DE587080C - Device for evaluating nomograms with? Ú½3 changeable - Google Patents

Description

Device for evaluating nomograms with 7a-I- 3 variables The subject of the main patent is a graphic universal target board that allows when determining the elevation angle of the pipe, the associated side correction, the angle of fall, the focal length and flight time any influences on the projectile trajectory automatically switch off or off at any altitude and distance of the target. to be taken into account, in such a way that by ruler edges and ruler marks replaced solution lines of a basic nomogram with three variable quantities as a function so automatically shifted from the setting of rulers in influence nomograms that the shooting element you are looking for when setting two sizes for the target position with regard to the gun post are decisive, can be read off. The present Invention now relates to a further embodiment of the main patent under Protection provided device and has the purpose of operating in such a way to simplify that a special setting in the basic nomogram after operation the influence nomograms is spared.

According to the invention this is essentially achieved by a clutch that can be engaged and disengaged for the reading aids, which are used when operating the Influence nomograms a shift in the person responsible for the variable sought Reading aids conveyed, so that the value of the same for any given values of all n -; - z independent variables can be read in the basic nomogram.
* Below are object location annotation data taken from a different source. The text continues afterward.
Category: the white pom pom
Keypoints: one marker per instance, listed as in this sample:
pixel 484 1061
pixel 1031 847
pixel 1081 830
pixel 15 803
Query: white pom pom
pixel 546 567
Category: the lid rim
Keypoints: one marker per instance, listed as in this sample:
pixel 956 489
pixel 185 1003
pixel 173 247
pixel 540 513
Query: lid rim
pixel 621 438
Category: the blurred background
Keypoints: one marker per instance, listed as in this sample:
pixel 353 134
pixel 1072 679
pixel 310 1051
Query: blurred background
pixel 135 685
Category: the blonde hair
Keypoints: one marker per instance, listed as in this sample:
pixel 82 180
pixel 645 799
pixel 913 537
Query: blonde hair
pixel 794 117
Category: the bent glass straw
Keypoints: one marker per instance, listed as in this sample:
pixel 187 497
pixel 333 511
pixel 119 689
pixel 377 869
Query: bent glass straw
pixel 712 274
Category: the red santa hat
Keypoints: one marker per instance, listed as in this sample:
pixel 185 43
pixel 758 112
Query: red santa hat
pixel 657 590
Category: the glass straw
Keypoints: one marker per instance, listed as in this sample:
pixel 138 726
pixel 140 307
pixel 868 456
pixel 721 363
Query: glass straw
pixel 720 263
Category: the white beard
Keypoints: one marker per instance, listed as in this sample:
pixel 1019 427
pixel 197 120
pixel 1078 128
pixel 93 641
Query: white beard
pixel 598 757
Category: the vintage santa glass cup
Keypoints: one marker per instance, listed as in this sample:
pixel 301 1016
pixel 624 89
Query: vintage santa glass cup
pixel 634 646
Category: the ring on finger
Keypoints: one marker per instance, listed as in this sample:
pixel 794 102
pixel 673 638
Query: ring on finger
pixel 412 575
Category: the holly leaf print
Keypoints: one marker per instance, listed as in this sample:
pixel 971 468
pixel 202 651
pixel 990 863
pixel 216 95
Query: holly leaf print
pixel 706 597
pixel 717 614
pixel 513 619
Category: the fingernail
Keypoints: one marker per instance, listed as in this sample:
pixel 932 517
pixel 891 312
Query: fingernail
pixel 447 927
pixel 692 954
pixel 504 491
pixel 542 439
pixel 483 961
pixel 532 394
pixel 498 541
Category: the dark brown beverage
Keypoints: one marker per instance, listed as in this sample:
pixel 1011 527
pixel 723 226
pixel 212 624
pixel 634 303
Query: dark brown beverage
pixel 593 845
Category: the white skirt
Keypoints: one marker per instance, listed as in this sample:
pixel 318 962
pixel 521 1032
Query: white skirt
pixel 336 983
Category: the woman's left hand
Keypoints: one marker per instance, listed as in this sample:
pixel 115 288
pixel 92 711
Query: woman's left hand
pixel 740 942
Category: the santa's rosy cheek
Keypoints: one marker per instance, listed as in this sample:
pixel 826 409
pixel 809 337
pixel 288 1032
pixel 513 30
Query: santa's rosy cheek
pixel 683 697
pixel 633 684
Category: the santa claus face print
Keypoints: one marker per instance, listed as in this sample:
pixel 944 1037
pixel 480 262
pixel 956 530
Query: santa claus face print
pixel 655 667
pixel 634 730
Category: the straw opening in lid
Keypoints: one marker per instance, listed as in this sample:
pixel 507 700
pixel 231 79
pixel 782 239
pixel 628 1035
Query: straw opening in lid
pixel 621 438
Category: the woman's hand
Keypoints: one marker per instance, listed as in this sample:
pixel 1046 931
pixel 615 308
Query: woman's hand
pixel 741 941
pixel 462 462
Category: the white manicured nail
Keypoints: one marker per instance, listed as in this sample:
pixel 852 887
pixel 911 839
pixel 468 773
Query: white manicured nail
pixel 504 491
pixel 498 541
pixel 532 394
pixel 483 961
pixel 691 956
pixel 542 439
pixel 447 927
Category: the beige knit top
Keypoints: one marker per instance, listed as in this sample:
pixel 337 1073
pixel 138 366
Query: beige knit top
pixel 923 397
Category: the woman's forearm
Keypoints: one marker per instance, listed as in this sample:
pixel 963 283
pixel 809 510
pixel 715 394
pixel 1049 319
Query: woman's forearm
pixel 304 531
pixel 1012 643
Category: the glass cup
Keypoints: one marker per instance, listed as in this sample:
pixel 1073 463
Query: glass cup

The drawings show some exemplary embodiments of the Concept of the invention, namely Fig. X is a plan view of a device for Evaluation of a basic polar nomogram of three variables and one Number of polar influence nomograms with a common starting point of the polar coordinate systems existing nomograms with n + 3 variables, in which the value of the sought Variable is given by the length of the guide beam.

Fig. 2 is a section through Fig. Z in the direction of the line C-D, and Fig. 3 is a section through Fig. X in the direction of line A-B.

FIG. Q is a top plan view of a modified embodiment of FIG Device which is used to evaluate nomograms in which the value of the sought variable is given by the polar angle. Fig. 5 is a section through fig. in the direction of the line E-F.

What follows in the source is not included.